On July 31, the IRS issued final regulations relating to the disallowance under Sec. 274 of deductions for the use of business aircraft for entertainment (T.D. 9597). The final regulations adopt, with some modifications, proposed regulations issued in 2007 (REG-147171-05), which in turn followed principles first expressed in Notice 2005-45. (For prior coverage, see Pressey, Stebbens, and Koopmans, “New Prop. Regs. Clarify Tax Deductible Entertainment Use of Private Aircraft,” 38 The Tax Adviser 646 (November 2007).)
In 2004, Congress limited expense deductions for executives’ use of business aircraft for entertainment (Sec. 274(e)(2)). This provision limits the deductibility of personal entertainment use by those with control over the business’s costs (referred to as “specified individuals”) to the amounts included in the specified individual’s income or to the amounts of reimbursement. Specified individuals include officers, directors, more-than-10% owners, 10% shareholders, 10% equity partners/members, and managing partners/members of a partnership/LLC.
The regulations define “entertainment air travel” as “travel aboard a taxpayer-provided aircraft for entertainment purposes” (Regs. Sec. 1.274-10(b)(2)). However, they also specify that “[e]ntertainment does not include personal travel that is not for entertainment purposes” (Regs. Sec. 1.274-10(b)(1)). The preamble to the proposed regulations explained that entertainment use does not include travel for business, medical purposes, attending a funeral, or participating in charitable events.

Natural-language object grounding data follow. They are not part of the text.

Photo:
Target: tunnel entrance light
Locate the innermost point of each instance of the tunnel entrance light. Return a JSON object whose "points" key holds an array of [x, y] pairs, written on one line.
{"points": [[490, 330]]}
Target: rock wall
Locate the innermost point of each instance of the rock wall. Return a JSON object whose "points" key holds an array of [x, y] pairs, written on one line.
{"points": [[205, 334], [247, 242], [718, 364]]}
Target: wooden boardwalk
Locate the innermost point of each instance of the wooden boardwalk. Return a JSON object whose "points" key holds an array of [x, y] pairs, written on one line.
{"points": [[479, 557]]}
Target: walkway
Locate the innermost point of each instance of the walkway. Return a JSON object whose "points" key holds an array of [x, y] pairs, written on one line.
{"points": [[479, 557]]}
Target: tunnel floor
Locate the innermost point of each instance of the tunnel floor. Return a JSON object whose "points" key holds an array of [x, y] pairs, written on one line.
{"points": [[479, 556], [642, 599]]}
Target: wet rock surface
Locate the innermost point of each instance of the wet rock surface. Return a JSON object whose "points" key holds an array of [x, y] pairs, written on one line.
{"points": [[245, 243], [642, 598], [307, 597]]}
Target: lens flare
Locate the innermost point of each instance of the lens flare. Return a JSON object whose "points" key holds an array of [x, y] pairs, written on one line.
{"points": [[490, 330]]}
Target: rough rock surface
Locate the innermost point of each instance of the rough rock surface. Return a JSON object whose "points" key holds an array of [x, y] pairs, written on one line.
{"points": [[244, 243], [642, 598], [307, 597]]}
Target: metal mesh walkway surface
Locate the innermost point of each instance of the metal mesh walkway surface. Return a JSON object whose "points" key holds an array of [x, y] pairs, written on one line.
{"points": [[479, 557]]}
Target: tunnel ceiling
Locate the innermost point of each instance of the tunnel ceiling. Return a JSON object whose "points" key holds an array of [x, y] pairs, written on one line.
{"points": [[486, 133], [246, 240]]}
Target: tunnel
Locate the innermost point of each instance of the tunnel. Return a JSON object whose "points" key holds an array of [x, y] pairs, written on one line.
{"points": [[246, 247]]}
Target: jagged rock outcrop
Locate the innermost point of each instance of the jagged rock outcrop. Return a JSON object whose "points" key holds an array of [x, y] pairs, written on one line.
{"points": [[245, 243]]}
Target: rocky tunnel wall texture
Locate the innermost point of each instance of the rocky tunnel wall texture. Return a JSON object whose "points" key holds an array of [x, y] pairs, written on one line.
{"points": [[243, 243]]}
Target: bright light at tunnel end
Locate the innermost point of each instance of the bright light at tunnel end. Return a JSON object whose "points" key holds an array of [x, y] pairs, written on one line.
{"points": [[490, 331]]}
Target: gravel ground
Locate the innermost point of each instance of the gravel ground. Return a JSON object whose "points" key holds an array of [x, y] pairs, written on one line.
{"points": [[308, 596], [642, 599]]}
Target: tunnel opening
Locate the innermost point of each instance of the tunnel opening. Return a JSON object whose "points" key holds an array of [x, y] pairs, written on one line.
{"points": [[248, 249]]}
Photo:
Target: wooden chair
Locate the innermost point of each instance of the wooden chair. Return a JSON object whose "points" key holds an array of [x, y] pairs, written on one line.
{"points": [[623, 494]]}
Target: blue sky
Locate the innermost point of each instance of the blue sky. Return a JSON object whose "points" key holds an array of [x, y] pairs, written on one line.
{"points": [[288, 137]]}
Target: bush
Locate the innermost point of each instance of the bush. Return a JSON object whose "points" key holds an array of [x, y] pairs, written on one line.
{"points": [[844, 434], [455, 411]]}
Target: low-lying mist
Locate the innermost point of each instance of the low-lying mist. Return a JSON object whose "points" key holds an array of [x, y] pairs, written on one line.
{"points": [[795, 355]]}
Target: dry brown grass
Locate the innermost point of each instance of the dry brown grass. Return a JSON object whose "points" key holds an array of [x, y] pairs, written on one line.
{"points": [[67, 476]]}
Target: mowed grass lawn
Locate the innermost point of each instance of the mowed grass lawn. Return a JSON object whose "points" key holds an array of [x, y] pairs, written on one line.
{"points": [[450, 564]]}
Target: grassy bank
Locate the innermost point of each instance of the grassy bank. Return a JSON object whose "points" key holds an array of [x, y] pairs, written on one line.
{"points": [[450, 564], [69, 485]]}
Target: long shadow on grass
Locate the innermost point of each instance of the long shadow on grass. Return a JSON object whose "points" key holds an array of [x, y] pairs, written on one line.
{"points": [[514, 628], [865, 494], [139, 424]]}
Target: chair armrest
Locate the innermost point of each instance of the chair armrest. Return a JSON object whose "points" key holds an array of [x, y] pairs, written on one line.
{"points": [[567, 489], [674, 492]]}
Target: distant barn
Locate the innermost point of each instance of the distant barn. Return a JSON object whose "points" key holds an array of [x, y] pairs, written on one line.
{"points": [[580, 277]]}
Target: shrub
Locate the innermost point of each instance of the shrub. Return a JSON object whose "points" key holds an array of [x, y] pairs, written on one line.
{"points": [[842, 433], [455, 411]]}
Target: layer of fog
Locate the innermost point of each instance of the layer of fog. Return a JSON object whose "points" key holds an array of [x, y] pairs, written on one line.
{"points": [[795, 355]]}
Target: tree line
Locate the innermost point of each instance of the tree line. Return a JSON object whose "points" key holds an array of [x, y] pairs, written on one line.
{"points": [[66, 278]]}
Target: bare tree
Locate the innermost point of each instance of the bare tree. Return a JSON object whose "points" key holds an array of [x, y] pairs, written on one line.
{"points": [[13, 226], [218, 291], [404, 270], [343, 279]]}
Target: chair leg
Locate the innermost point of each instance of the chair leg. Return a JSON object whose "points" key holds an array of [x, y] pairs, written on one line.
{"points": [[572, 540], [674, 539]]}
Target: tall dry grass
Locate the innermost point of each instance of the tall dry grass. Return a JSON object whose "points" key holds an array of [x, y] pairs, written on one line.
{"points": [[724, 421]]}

Disallowed expenses include variable costs such as fuel and landing fees, and fixed costs such as depreciation, hangar fees, pilot salaries, and other items not directly related to an individual flight. They also include interest expense if the underlying debt is secured by or properly allocable to an aircraft used for entertainment. A taxpayer may aggregate expenses for aircraft of similar cost profiles to calculate expenses subject to disallowance.

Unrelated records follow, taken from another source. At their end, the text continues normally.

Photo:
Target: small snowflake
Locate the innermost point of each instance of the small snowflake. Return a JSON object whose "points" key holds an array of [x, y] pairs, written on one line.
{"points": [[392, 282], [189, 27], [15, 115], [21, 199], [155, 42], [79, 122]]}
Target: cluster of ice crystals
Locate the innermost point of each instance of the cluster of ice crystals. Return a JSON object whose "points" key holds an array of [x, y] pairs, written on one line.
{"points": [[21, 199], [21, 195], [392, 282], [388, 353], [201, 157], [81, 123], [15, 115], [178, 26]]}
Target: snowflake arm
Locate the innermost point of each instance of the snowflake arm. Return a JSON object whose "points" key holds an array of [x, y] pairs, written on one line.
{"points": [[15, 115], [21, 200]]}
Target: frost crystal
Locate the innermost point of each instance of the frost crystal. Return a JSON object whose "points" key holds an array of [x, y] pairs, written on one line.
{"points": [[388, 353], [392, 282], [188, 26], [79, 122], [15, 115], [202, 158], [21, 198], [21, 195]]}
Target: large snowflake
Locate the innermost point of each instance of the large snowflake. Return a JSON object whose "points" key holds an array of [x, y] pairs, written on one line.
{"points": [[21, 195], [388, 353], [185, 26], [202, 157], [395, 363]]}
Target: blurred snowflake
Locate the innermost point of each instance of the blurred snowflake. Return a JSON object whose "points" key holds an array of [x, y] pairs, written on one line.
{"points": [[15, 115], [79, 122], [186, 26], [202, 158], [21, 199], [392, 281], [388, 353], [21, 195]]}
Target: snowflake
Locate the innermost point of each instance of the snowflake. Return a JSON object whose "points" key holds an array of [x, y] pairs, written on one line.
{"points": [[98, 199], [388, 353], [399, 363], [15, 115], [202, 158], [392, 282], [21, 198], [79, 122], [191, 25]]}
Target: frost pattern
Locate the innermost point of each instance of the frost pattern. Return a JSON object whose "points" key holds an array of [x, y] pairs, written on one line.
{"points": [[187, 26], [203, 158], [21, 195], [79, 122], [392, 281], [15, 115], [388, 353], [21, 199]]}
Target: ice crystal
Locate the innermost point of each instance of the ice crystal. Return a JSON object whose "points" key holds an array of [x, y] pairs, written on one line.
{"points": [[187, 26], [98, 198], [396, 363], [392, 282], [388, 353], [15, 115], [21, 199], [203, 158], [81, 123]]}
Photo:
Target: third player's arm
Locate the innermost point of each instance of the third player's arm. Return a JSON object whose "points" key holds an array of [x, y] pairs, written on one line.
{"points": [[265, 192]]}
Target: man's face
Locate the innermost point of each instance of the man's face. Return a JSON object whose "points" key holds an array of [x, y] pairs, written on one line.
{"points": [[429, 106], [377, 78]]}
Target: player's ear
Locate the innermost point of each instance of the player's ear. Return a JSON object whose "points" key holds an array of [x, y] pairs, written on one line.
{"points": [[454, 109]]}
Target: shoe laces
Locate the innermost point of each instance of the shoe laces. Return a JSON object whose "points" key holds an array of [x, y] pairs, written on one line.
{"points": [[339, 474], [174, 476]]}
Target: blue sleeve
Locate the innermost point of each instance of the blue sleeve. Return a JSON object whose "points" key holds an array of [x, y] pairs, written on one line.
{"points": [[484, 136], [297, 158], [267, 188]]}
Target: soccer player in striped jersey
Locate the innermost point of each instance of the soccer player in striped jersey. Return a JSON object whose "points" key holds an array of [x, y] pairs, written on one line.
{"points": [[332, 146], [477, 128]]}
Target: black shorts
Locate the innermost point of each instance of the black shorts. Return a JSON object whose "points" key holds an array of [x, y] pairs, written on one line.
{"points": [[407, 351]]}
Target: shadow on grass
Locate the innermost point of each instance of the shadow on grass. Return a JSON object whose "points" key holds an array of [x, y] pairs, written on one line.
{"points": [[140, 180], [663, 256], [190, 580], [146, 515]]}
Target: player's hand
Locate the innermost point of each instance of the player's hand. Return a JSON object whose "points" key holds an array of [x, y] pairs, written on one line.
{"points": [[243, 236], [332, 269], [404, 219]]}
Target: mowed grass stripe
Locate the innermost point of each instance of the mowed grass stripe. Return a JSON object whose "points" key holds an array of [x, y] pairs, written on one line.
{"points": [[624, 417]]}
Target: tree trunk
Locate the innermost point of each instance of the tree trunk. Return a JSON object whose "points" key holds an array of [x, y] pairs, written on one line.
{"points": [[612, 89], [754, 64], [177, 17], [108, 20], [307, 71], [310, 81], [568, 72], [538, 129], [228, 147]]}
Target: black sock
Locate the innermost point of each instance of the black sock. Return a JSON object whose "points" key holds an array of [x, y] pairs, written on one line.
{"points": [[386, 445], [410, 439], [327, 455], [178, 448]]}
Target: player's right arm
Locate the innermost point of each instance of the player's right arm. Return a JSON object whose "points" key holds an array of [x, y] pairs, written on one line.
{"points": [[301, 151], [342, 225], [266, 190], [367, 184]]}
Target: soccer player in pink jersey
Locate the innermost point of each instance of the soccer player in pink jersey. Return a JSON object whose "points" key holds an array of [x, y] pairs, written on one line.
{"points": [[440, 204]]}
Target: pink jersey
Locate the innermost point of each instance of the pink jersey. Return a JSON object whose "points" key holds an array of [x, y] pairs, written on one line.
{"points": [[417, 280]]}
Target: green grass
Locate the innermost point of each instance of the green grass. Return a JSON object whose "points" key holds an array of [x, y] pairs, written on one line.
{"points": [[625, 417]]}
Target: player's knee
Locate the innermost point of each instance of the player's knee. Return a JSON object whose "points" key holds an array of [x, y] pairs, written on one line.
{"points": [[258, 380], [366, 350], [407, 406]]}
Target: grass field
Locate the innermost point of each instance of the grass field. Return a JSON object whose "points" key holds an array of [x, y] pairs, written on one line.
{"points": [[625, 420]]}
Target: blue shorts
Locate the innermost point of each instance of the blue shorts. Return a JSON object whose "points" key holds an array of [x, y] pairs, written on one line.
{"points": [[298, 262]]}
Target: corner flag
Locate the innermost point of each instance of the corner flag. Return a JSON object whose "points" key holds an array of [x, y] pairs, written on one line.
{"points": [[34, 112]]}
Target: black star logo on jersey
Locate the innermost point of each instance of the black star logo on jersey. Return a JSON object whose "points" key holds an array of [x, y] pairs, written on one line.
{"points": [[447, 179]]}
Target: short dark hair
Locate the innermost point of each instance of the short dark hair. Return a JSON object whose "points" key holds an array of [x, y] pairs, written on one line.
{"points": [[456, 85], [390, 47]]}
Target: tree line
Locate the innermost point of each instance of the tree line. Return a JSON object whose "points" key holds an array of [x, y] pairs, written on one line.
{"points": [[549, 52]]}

The methods of allocating costs to flights are based on occupied seat hours or occupied seat miles (defined as the total hours or total miles flown by passengers multiplied by the number of occupied passenger seats). The total aircraft operating costs for the tax year are divided by occupied seat hours or occupied seat miles to arrive at cost per occupied seat hour or occupied seat mile.
Costs can also be allocated on a flight-by-flight method. This method divides the total aircraft operating costs for the tax year by the number of flight hours or flight miles for the year to determine cost per hour or cost per mile, and each flight is allocated a cost based on its miles or hours. The cost per flight is then allocated to its passengers on a per capita basis.
“Deadhead” flights—when an aircraft flies without passengers en route to pick up or after having discharged passengers—are treated as having the same number and character of passengers as the leg of the trip on which passengers are on board. The regulations include examples illustrating the computation of expenses for deadhead flights.
Expenses allocable to a period during which the private aircraft is leased or chartered to an unrelated party for full and adequate consideration in a bona fide business transaction are not considered for the limitation calculation.
The final regulations do not include specific rules for the use of aircraft as entertainment facilities, but they clarify that Sec. 274(e)(2) and the regulations apply to expenses for entertainment facilities as well as entertainment activities.